Bugün Türkiye’deki insanlara “Neden bu kadar gergin ve mutsuzsunuz?” diye sorduğunuzda, alacağınız ilk yanıt büyük ihtimalle “ekonomi” olacaktır. Ve evet, bu yanıt doğrudur. Ama sadece kısmen.
Çünkü insanlar ekonomiyi suçlarken yalnızca bugünkü bozulmayı, hayat pahalılığını, geçim derdini işaret ederler. Oysa asıl mesele, sadece şimdinin kötülüğü değil; geçmişin iyiliğidir.

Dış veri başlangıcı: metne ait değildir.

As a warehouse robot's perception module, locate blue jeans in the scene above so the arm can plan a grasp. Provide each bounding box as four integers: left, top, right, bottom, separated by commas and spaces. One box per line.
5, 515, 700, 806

Türkiye ekonomisi 70’lerden 80’lere, 90’lardan 2000’lere kadar birçok krizle boğuştu. Hayat hep zordu. Ancak bugünkü kadar yaygın bir mutsuzluk, içten içe kaynayan bir öfke yoktu. Çünkü zor zamanların içinde bile bir umut, bir direnç vardı. Bugünse geçmişin gölgesi, bugünün ruhuna çökmüş durumda.
2003 ile 2013 arası, pek çok insan için göreli bir refah dönemiydi. Ekonomik büyüme, tüketim artışı, ulaşılabilir teknolojiler ve şehirleşmeyle birlikte toplum yepyeni bir yaşam biçimini tattı. Tatmakla kalmadı; ona alıştı.
Şimdi ise aynı insanlar, o refahın yerini alan belirsizlikle yaşıyor. Ve bu kez sadece maddi değil; psikolojik olarak da çöküyor. İşte bu yüzden mutsuzluk daha derin, öfke daha görünür ve toplum daha gergin.
Eric Hoffer, Kesin İnançlılar adlı kitabında bu durumu şöyle açıklar:
“Muhtemelen her şeyin düzelmeye başladığı an, hoşnutsuzluğun en yüksek seviyede olduğu andır. İnsanları isyana teşvik eden şey, yaşadıkları sıkıntılar değil; daha önce yaşadıkları iyi şeyleri kaybetmiş olmalarıdır.”
Bugün Türkiye’de yaşanan tam da budur. İnsanlar bir dönem eriştikleri refahı, özgürlüğü, yaşam konforunu tekrar isteyip ulaşamayınca; geçmişin özlemiyle bugünün çaresizliğini aynı anda taşıyorlar. Ve bu, onları daha sinirli, daha huzursuz, daha isyankâr kılıyor.
Çünkü mutsuzluk, sadece yoksulluğun değil; kaybedilmiş umudun da bir sonucudur.